La FSU demande la suspension des prélèvements des jours de grève.

En septembre, le CTMEN s’est prononcé pour l’élargissement de la prime professeurs principaux aux professeur-es référent-es de SEGPA.
Or à ce jour cette indemnité n’est pas versée aux collègues.
La FSU demande la mise en œuvre rapide de ce dispositif et son principe de rétroactivité.
Alors que le décret instaurant une indemnité aux personnels travaillant en MLDS a été voté, ces derniers se la voient refuser par les rectorats au prétexte qu’aucun code permettant leur identification ni aucune ligne budgétaire n’ont été affectés pour les rémunérer.
La FSU exige que le ministère remédie rapidement à ce problème.

Le passage brutal en distanciel d’une grande partie de l’activité, conduisant à faire travailler les collègues presque exclusivement sur leurs matériels privés est venu confirmer la pertinence de la revendication de la FSU qu’une prime d’équipement soit versée à tous les personnels ne bénéficiant de matériels professionnels en dotation.

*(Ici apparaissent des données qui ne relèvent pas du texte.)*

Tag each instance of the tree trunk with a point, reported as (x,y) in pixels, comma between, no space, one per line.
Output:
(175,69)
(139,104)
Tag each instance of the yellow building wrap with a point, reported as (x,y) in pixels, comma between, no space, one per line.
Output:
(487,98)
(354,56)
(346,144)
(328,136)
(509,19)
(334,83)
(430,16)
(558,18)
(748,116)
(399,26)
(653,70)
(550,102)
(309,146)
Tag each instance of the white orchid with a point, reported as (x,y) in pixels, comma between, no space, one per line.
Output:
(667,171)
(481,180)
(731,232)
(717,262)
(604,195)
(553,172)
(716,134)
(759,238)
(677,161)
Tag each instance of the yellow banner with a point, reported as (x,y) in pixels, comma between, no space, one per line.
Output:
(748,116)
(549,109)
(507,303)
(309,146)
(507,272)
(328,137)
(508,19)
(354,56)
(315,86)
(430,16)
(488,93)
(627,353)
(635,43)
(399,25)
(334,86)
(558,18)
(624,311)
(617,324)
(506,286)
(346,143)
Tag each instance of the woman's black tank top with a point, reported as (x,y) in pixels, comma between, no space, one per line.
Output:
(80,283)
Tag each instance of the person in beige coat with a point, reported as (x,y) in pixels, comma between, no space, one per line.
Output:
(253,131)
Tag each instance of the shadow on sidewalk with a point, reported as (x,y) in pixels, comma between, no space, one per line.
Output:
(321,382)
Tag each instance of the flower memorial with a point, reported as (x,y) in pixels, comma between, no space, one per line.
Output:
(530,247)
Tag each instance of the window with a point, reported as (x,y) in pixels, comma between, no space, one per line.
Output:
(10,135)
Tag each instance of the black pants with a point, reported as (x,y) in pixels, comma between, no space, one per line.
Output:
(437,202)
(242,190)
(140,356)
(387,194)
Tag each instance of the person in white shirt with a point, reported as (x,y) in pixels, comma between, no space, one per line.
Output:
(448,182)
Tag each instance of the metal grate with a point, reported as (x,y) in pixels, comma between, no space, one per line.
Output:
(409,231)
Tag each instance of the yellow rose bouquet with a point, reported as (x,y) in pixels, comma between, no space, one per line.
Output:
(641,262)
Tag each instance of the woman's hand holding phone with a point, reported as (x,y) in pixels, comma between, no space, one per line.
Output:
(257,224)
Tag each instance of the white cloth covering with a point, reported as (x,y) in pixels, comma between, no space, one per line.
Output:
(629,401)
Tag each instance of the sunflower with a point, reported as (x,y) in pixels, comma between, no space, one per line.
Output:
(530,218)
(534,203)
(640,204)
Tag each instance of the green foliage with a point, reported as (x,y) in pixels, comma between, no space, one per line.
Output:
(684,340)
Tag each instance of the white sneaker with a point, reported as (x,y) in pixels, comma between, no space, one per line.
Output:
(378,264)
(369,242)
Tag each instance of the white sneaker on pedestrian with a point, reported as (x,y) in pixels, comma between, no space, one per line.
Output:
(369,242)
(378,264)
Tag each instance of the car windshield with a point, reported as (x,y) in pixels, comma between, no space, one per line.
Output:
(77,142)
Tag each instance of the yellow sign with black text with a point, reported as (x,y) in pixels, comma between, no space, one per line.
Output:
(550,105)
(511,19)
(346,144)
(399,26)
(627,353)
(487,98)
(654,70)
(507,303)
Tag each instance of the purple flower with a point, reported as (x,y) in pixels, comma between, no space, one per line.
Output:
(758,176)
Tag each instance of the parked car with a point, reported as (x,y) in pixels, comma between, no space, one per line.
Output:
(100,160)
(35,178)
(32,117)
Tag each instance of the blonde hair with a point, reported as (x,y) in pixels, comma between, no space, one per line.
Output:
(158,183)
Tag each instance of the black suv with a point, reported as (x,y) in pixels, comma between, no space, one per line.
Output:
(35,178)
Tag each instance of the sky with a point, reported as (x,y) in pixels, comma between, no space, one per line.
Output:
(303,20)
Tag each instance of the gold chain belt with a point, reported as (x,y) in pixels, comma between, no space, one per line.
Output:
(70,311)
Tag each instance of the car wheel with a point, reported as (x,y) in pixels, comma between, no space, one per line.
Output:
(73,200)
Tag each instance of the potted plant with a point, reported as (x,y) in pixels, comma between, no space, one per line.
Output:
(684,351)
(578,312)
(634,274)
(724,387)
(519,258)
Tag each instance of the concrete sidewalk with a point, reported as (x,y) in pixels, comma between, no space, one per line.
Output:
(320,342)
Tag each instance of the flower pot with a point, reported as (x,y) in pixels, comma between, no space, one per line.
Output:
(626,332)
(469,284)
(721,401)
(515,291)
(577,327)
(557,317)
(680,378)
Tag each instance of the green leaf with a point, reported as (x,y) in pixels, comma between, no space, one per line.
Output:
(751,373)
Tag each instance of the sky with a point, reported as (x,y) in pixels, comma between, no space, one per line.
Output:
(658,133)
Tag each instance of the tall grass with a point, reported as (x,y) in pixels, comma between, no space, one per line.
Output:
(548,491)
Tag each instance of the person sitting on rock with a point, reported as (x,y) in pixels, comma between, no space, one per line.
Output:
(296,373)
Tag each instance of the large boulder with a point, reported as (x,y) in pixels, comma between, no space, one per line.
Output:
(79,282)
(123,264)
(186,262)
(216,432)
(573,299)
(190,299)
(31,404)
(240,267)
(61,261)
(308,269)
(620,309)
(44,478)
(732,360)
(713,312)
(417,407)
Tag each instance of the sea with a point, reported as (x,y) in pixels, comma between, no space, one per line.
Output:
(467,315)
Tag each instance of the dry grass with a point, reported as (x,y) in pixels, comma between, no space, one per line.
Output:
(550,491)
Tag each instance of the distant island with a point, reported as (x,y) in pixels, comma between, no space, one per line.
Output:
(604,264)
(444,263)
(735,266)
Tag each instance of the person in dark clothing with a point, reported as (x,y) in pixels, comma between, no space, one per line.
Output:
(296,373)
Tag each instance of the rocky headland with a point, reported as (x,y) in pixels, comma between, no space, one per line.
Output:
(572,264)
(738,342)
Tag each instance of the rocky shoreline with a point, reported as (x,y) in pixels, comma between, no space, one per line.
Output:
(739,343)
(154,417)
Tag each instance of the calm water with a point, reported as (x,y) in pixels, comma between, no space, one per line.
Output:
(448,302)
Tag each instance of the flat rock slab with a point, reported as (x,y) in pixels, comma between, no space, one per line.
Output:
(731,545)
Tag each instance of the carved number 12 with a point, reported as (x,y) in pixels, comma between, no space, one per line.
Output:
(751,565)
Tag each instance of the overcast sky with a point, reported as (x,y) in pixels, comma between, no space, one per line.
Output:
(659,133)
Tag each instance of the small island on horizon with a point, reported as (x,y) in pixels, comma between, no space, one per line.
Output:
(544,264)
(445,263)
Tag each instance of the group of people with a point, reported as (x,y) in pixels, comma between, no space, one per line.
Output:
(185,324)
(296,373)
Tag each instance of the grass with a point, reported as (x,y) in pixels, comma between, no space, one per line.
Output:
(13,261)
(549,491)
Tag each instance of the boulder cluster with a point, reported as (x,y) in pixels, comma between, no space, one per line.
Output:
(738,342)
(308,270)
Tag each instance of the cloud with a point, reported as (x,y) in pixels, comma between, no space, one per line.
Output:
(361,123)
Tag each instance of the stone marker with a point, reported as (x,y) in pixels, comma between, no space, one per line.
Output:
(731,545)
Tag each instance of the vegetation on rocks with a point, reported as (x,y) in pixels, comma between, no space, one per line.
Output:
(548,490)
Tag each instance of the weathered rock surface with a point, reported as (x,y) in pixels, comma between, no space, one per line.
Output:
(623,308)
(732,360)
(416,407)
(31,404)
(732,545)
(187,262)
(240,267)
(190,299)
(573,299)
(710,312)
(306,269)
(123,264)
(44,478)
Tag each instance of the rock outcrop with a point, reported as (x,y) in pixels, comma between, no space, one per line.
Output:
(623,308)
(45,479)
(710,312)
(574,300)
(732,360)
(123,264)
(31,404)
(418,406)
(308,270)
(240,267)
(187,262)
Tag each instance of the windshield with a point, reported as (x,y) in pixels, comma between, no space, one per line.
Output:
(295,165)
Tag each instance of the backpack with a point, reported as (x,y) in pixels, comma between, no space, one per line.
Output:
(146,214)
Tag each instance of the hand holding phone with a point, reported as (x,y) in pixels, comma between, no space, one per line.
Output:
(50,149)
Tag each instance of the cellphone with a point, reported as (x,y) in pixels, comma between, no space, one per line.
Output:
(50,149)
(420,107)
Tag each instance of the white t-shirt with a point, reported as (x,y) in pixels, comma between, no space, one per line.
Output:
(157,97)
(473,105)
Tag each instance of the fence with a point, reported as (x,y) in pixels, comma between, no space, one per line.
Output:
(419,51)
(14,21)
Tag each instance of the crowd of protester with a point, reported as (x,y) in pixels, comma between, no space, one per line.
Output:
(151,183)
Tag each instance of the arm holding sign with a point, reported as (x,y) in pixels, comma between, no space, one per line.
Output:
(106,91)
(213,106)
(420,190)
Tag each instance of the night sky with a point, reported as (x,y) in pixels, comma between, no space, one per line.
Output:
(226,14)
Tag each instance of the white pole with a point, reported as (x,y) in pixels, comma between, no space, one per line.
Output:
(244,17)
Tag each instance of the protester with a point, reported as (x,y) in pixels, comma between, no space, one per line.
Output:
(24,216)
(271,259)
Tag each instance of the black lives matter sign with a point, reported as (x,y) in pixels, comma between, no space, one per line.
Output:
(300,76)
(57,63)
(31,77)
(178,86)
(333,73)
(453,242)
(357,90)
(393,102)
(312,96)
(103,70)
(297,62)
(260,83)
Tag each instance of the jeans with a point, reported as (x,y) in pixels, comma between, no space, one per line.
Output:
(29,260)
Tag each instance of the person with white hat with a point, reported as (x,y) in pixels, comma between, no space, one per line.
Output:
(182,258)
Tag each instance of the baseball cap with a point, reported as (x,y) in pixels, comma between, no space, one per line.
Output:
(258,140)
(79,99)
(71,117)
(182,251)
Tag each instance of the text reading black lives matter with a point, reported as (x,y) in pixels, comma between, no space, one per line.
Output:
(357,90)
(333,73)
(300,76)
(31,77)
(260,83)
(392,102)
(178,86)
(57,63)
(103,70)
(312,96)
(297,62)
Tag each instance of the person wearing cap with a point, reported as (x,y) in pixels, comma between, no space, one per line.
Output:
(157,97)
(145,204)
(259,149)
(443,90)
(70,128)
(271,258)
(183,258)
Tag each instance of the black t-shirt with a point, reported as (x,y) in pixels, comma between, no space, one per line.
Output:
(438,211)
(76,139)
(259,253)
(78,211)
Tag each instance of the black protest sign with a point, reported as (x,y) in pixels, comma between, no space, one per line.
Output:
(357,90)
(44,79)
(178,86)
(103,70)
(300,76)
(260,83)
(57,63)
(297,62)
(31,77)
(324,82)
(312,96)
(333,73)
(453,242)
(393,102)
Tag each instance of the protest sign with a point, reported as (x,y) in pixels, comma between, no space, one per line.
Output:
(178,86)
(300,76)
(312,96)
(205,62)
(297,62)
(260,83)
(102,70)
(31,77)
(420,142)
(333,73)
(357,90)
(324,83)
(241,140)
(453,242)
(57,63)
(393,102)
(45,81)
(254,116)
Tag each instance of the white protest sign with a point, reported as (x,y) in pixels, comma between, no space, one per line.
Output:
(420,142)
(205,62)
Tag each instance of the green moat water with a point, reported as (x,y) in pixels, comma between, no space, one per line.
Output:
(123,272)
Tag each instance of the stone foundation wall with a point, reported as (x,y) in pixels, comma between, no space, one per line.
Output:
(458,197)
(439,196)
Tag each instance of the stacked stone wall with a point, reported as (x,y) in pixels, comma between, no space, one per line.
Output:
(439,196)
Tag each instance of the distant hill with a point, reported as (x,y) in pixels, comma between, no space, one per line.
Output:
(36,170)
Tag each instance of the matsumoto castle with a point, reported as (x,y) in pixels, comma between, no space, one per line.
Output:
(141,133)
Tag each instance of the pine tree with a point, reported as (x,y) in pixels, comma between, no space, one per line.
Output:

Ce mardi, le ministère a dévoilé les principes envisagés pour l’éducation nationale pour le versement de la prime exceptionnelle pour les personnels soumis à des sujétions exceptionnelles pour assurer la continuité des services publics dans le cadre de l’état d’urgence sanitaire.
La raison du versement de cette prime induit de la confusion entre la prise en compte de la situation des personnels qui se sont rendus physiquement dans les établissements pour assurer la continuité du service public et accueillir les enfants des personnels soignants, et le surcroit de travail engendré par la crise et le télétravail pour tous les personnels.

La FSU souligne que la construction réglementaire de cette prime est très mal pensée et aboutit à des logiques de division.
La FSU revendique que tous les personnels soient éligibles à cette prime.

Qu’ils aient été en présentiel, en télétravail ou en situation de travail empêché durant le confinement, toutes et tous ont eu ou vont avoir un surcroît de travail et d’investissement.
Les personnels enseignants ont assuré la continuité pédagogique.
Les personnels administratifs et techniques ont permis de réunir toutes les conditions de la continuité de l’activité et rattrapent déjà le travail qui n’a pu être fait, notamment pour préparer la rentrée.
Les personnels sociaux et de santé ont réalisé leurs missions auprès des élèves et personnels dans des conditions difficiles et sont maintenant mobilisés de plus pour leur accueil post-confinement.
Tou.te.s l’ont fait par attachement aux valeurs de la fonction publique, fonction publique qu’il s’agit de renforcer et pour laquelle il faut ouvrir rapidement le dossier des rémunérations.
Pour les personnels qui ont été présent.e.s dans les services et établissements durant le confinement, l’exposition au virus alors même que les conditions sanitaires en l’absence de protocole étaient plus qu’hasardeuses, la FSU demande à ce que leur surcroît de travail soit rémunéré en conséquence.

La FSU réfute toute approche indemnitaire qui diviserait les personnels.
Au contraire, l’heure est à assurer la cohésion des collectifs de travail et des équipes pédagogiques.

La FSU rappelle la nécessité de rouvrir rapidement des discussions sur la revalorisation des carrières et de rémunérations, la requalification des emplois, l’amélioration des taux de promotion.
La reconnaissance de l’investissement des personnels qui fait tous les jours le service public d’éducation passe par des mesures indiciaires pérennes bien davantage que par des indemnités exceptionnelles.